U-SAY
Last week's report, No jobs for online degrees, by Dr John Richard Schrock drew a strong reaction. We publish two of the responses in this edition, along with Dr Schrock's reply while a selection of others can be seen as comments with the web story.From Stuart Hamilton
Dr Schrock's article, while making a fair point about the hypocrisy of universities offering online degrees and then not accepting them for staff appointments, mixes up different issues - the bogus qualifications offered by 'degree mills' (which may be online but need not be) with a reasonable debate about the use of online pedagogy and the continuing value of the face-to-face experience.
In countries such as mine, distance higher education has been an essential part of improving access to universities for years. The increasingly sophisticated use of online teaching and learning for students who do not have the time or capacity (for work or family reasons) to study on campus makes creative use of the possibility of full online engagement between staff and students.
At its best, it does not try to mimic the on-campus experience but to create a valid learning experience in its own right, sometimes blended with face-to-face learning where that remains necessary. Tarring quality providers in the last group by associating them with the scams of the first group is illogical and harmful to a proper debate.
Stuart Hamilton, CEO Open Universities Australia
From Steve Foerster
As a distance learning specialist, I read John Richard Schrock's diatribe against distance learning with sad amusement. Has this old-fashioned view really not yet died its final death? There is voluminous evidence that the mode of instruction alone produces no significant difference in students' ability to learn. Those interested in the subject may, for example, wish to consult Thomas L Russell's book, The No Significant Difference Phenomenon, which is an excellent review of the relevant literature.
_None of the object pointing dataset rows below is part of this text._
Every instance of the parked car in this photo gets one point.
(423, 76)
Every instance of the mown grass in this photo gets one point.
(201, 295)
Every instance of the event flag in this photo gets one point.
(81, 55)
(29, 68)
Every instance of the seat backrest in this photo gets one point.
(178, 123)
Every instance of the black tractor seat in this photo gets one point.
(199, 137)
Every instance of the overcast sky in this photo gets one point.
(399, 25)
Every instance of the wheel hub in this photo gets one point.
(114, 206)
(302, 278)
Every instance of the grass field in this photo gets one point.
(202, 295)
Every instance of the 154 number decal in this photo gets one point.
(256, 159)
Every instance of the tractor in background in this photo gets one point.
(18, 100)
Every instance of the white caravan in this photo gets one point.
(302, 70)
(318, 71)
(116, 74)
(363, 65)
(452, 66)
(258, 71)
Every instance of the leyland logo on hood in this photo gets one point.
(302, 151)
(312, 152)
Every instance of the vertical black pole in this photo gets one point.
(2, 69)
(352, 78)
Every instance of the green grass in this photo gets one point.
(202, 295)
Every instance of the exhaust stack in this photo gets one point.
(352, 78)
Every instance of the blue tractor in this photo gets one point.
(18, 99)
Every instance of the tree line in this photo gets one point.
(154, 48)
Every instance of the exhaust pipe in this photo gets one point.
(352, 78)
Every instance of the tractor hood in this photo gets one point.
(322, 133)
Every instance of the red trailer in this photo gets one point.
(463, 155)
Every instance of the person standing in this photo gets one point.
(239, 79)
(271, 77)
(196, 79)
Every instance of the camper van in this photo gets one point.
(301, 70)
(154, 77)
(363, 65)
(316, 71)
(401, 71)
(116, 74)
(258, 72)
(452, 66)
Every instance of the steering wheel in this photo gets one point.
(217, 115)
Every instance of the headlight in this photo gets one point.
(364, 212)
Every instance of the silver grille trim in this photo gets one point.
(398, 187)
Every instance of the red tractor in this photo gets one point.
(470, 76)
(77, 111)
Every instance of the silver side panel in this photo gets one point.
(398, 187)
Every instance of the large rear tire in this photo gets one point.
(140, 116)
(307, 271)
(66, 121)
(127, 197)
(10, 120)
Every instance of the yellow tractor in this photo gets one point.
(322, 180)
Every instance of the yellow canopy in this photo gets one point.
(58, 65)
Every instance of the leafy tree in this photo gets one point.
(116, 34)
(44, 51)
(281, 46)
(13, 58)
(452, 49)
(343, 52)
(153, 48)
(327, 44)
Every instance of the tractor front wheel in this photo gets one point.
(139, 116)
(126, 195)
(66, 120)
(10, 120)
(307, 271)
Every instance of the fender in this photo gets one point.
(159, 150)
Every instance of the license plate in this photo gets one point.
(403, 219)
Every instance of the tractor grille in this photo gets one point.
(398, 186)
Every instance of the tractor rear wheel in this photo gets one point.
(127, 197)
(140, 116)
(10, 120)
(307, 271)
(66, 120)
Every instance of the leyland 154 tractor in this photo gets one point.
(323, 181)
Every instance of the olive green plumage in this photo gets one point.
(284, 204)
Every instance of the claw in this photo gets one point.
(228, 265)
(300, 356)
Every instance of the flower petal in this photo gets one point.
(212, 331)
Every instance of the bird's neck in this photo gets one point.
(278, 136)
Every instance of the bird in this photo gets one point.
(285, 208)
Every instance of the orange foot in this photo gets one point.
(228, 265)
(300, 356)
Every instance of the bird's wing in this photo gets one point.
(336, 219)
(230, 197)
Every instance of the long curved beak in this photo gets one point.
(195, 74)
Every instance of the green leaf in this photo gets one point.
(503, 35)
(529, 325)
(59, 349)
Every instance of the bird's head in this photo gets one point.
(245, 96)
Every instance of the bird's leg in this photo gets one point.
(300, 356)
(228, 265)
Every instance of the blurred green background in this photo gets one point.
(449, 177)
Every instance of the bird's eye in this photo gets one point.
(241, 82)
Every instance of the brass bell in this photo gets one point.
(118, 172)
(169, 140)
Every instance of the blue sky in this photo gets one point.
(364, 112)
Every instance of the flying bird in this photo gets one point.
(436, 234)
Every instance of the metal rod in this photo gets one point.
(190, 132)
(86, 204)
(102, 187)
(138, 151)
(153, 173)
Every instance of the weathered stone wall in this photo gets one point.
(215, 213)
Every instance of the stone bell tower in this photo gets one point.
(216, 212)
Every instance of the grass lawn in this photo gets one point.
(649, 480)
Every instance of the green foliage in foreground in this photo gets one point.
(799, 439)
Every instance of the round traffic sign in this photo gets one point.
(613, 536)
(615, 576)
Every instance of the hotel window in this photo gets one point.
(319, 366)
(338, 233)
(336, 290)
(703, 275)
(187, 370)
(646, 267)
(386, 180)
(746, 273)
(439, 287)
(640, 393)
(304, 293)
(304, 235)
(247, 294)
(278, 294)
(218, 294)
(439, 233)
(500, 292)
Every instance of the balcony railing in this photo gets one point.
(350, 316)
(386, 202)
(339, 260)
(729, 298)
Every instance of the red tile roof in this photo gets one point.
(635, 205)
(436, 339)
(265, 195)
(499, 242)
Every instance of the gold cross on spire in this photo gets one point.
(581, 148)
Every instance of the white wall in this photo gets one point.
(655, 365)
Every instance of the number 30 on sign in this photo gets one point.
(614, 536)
Schrock is also mistaken that university professors as a group oppose online learning. Even the university where he is on faculty, Emporia State University, has an online degree completion program. In addition, Schrock is a commentator for Kansas Public Radio which is housed by the University of Kansas, another institution offering programmes through online learning. Perhaps Schrock's colleagues embraced the 21st century while he wasn't looking? Either way, hopefully in time he too will join us there.
Steve Foerster
Director, E-Learning Services
Marymount University, Arlington, Virginia
Dr Schrock replies:
Criticism of distance-learning has been dismissed by the very argument Director Foerster presents: since Kansas and Emporia universities offer online degrees, the faculty must therefore be fully behind them and I am a lone "old-fashioned" hold out. To the contrary, many "traditional" faculty nationwide are critical of these programmes, as can be read in articles in the Chronicle of Higher Education each month. The broader issue of online programmes being on a slippery slope to diploma mills was discussed in the paper just last week.
Comparisons of online and face-to-face courses often use large lecture classes where teacher interaction with individual students is not possible, in contrast to the rich context of a classroom of 12-30 students where teacher-student interaction is intense, immediate, and effective. Large lectures are more show time than teaching, and only mature independent learners survive.
Comparison of such large lectures and internet courses will show little significant differences, especially if the tests cover material closely aligned with the online materials - education research is notorious for getting the results the researcher wants.
I am very familiar with "research" showing no difference between computer simulations and laboratory dissections - the questions used in those surveys were all "lecture" questions. To ask lab questions - identify this, locate that - would be "unfair" say the pro-simulation researchers. Likewise, to measure the richness of intellectual discussion and growth in intense face-to-face courses, not possible on the internet, would be called unfair.
The isolation as well as the inefficiency of internet communication requires students to make substantially more effort to learn by electronic correspondence. Aside from serving remote Australian farm students by radio courses, distance learning began in the 1960s with airborne TV broadcast classes, and was a failure.
Today's popularity of online courses is driven by convenience, not quality. There is a reason US armed forces do not commission nurses unless they have at least 60% of their coursework face-to-face. Sure, listening to music on a CD, radio or TV is convenient but if you want the genuine rich experience, go to the live concert.